Let's start with the simple stuff: If you want to use garlic in the kitchen, use garlic. All that pre-minced stuff you find in jars at supermarkets and grocery stores is just going to steer you wrong. Garlic isn't the most exciting thing in the world to peel and chop, but putting yourself through the minor hassle of using actual, fresh garlic will pay dividends during the cooking process.

For one thing, you've got the fact that some research has shown that fresh garlic contains higher levels of allicin, an ingredient which prevents blood clots and bacterial infections. So if you're eating that stuff which comes pre-packaged and stewing in oil and water for weeks on end, you're not even going to be getting any of the amazing health benefits for which garlic is renowned. But if that's not enough to convince you to go fresh, take it from Anthony Bourdain.

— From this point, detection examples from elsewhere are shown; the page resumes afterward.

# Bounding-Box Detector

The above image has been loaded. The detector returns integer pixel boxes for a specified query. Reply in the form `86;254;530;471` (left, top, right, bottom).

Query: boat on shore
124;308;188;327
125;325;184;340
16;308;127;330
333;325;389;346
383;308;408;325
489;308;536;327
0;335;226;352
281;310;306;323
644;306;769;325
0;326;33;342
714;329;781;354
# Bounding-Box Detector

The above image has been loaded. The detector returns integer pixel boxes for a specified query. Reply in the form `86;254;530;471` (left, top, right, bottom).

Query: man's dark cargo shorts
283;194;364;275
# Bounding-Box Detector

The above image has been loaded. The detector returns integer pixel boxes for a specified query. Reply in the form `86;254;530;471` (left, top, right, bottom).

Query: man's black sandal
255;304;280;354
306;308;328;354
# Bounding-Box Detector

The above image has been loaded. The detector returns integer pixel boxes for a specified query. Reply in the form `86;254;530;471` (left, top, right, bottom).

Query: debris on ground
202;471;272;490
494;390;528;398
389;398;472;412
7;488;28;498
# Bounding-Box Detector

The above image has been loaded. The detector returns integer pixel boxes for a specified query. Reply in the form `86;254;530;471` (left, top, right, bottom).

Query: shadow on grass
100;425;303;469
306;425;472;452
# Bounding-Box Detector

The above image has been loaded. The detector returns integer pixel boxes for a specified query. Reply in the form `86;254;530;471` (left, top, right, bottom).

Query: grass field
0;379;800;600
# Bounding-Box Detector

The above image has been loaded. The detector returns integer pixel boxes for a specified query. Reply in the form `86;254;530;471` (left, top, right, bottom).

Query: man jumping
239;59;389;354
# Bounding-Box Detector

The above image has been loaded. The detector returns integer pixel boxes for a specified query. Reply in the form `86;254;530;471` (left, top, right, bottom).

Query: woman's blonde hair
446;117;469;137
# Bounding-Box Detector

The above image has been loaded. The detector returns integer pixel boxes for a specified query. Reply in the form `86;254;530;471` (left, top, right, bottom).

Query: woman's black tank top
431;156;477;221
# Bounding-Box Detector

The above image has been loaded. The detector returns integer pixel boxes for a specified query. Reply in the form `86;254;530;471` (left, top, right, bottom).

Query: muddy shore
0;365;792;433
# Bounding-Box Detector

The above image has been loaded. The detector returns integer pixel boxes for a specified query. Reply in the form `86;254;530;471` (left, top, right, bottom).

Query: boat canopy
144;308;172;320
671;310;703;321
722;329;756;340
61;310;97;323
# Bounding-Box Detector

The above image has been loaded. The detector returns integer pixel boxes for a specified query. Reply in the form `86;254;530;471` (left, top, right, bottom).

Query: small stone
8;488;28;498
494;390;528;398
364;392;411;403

"Misuse of garlic is a crime," he wrote in Kitchen Confidential: Adventures in the Culinary Underbelly. "Old garlic, burnt garlic, garlic cut too long ago, garlic that has been smashed through one of those abominations, the garlic press, are all disgusting. [...] Avoid at all costs that vile spew you see rotting in oil in screw-top jars. Too lazy to peel fresh? You don't deserve to eat garlic."

Strong words, but it's hard to argue with them.

Getting the wrong garlic

If you're buying fresh garlic, make sure it's actually fresh. It's no good eschewing the jarred, pre-minced stuff if the actual bulbs you buy are rotten to the core.

According to Simon Richard, produce buyer for San Francisco's Bi-Rite Market, there are a few choice things to look out for to make sure you're getting the right stuff at the right time. "Local fresh garlic season," he told Epicurious, "runs from mid-summer through early fall. At other times of the year, the garlic you see in the store is probably coming out of storage."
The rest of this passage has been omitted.